Over the past decade, central banks worldwide have significantly expanded the policy toolkit through which to achieve their price stability objective. Among the several consequences of this expansion of monetary policy tools, central banks’ recent actions have revived the debate about the relationship between independence and accountability (de Haan et al. 2008, Fraccaroli et al. 2018, McPhilemy and Moschella 2019, Tucker 2019), with its implications in terms of trust and transparency (Reichlin et al. 2021, van der Cruijsen and Samarina 2021).
Indeed, central banks’ responses to the financial and economic crises of 2008 and 2020 have raised important questions over whether their accountability frameworks “are well adapted to the new era of highly interventionist central bank policies” (Braun and Hoffmann-Axthelm 2017) and adequate for the challenge of ensuring that independence does not stand in the way of “the normal public conflict and institutional checking before policy is made” (Jacobs et al. 2021).
While an extensive literature in economics and political science exists on the procedures and mechanisms through which central banks account for their actions (de Haan et al. 2005, Crowe and Meade 2008, Masciandaro and Quintyn 2016, Moschella et al. 2020), far less attention has been devoted to the other side of the accountability relationship, namely, the political voice through which policymakers keep the central bank accountable (notable exceptions are Schonhardt-Bailey 2013, Collignon and Diessner 2016, and Fraccaroli et al. 2020).
This neglect is not without consequences.

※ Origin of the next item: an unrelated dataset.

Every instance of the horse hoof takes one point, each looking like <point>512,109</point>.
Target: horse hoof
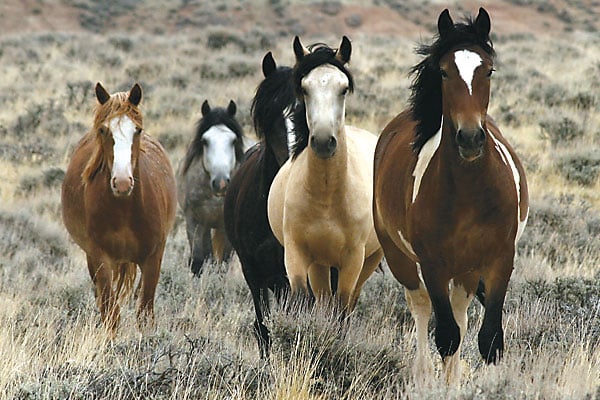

A limited understanding of the standards against which policymakers consider the central bank accountable risks obscuring the informal channels through which politics exerts an influence on monetary policy despite the de jure statutory arrangements in place to safeguard central bank independence. This is especially the case at a time when independence looks particularly vulnerable because of populist politics, rising public debt, and dwindling public support for central banks, at least in advanced economies (Goodhart and Lastra 2018, Rodrik, 2018, Masciandaro and Passarelli 2019, Peia and Romelli 2019). Therefore a key question arises: what are central banks held accountable for by elected officials?
Parliamentary voice on ECB monetary policy
In a recent paper (Ferrara et al. 2021), we investigate politicians’ voice on accountability by examining the hearings of the ECB before Members of the European Parliament (MEPs) in the framework of the quarterly Monetary Dialogues. Studying elected officials’ accountability practices towards the ECB offers a number of important empirical advantages. To start with, as a supranational central bank, the ECB’s performance is subject to the scrutiny of politicians whose preferences vary along different country and political dimensions. Thus, zooming in on the political voice articulated within the European Parliament allows us to analyse the effect of economic heterogeneity among the different constituencies represented by elected officials. A further advantage of studying the ECB stems from the fact that the institution has a primary mandate that singles out price stability as the central bank’s primary objective and subordinates the pursuit of other objectives. These governance features allow us to clearly ascertain whether politicians emphasise the principal or secondary objectives in keeping the central bank accountable. Our empirical analysis of political voice relies on a novel dataset of the ECB’s Monetary Dialogues and state-of-the-art quantitative text analysis techniques. Two major findings derive from the analysis.
First, we show that political voice on central bank accountability significantly varies over time and across policymakers. In particular, we find that MEPs do not always hold the central bank accountable for the primary objective of price stability that has been delegated to the ECB (Figure 1). European politicians also attempt to keep the central bank accountable for a broader set of issues that are connected with, but distinct from, the central bank’s primary goal.
Figure 1 Political voice on ECB by topic and mission, 1999–2019
Source: Ferrara et al. (2021)
Second, employing panel data, we provide evidence that MEPs react to differentials in unemployment in their constituencies: the higher the domestic unemployment rate in the country where they have been elected, the lower policymakers’ attention to price stability (Figure 2). These results reveal the existence of a ‘political’ Phillips curve reaction function that enriches our understanding of the principal-agent accountability relationship between politicians and central bankers.
Figure 2 Marginal effect of unemployment on the predicted share of MEPs’ voice on primary mission
Source: Ferrara et al. (2021)
Specifically, our results suggest that elected policymakers are less likely to hold the central bank accountable for its primary objective of price stability when labour market conditions are worse in their home country.